There are good views  from the saddle, far better than from a car. I can see groups of gold finches mucking about along the hedgerow tops on the way to Woolstone.  Further on ,where the deep cut stream disappears behind buildings , I can see   right  into the heart of every garden I pass . Flush with the lane., chalk built “ Mione” Cottage with its cluttered plastic conservatory bulging from its side has three large and elaborate summerhouses  packed into its small patch. One of them looks  like a beach  house in the Hamptons, with pale blue clapbaording and white sash windows. There is also a small trampoline, a laden washing  line, several  blue plastic bags of rubble, sudden patches  of crazy paving, overgrown shrubs,weed filled pots  and  a dead van. The modern house next door is the polar opposite.. Around the  large sweep of  tarmac there are weedless,bark mulched beds planted with rigid rows of hybrid tea roses., an off the shelf  arched bridge over the stream and  a pair of perfectly functioning  electronic gates, through which emerges, at exactly 8.45,  a pristine, silver jaguar  which  heads in the Swindon direction. I follow at a walk up the steep hill out of the village where , all over the banks, there are white dog tooth violets looking like drifts of wind  thorn blossom. The chemical sprayers are out in the spring barley  fields, looking like alien monsters.

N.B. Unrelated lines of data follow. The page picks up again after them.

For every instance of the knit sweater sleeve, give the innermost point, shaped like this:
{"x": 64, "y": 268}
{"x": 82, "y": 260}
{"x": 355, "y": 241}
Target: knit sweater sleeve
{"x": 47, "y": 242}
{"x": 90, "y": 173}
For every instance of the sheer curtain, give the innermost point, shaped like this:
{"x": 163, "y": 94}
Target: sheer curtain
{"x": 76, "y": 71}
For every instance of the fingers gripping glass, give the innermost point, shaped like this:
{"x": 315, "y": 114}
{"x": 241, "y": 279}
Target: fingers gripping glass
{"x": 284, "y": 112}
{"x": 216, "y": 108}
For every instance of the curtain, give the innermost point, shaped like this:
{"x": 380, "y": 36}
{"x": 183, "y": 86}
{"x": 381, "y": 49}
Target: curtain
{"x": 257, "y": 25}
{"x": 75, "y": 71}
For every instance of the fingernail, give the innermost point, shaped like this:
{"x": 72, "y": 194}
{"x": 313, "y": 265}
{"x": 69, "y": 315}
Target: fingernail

Their  thin arms stetch out  in a fifty foot span from the gigantic cottage sized body of the tractor . But for the crop, nothing in their wake survives. There are no bugs and no birds as a result. Its  dead country.. Where do the field mice go? There is an unnatural , dry cleaner’s smell in the air . The high hedge up to the Ridgeway half safeguards the roadside verges from chemical drift but still there are far too many nettles and docks. There are a thousand or so seagulls in Marcella’s pasture land high up beside Uffington Castle. Each one is spaced five yards from the next . More seem to be plaining  down and finding an empty spot. I do not know what they are waiting for. A cheery  man wearing royal blue trainers  and pushing a bike up the steep chalk gully says “Good Morning”. This is unusual because fellow Ridgeway travellers usually say “Hiya” which is a strange word in itself,  or they  look down as though they haven’t seen you and say nothing atall.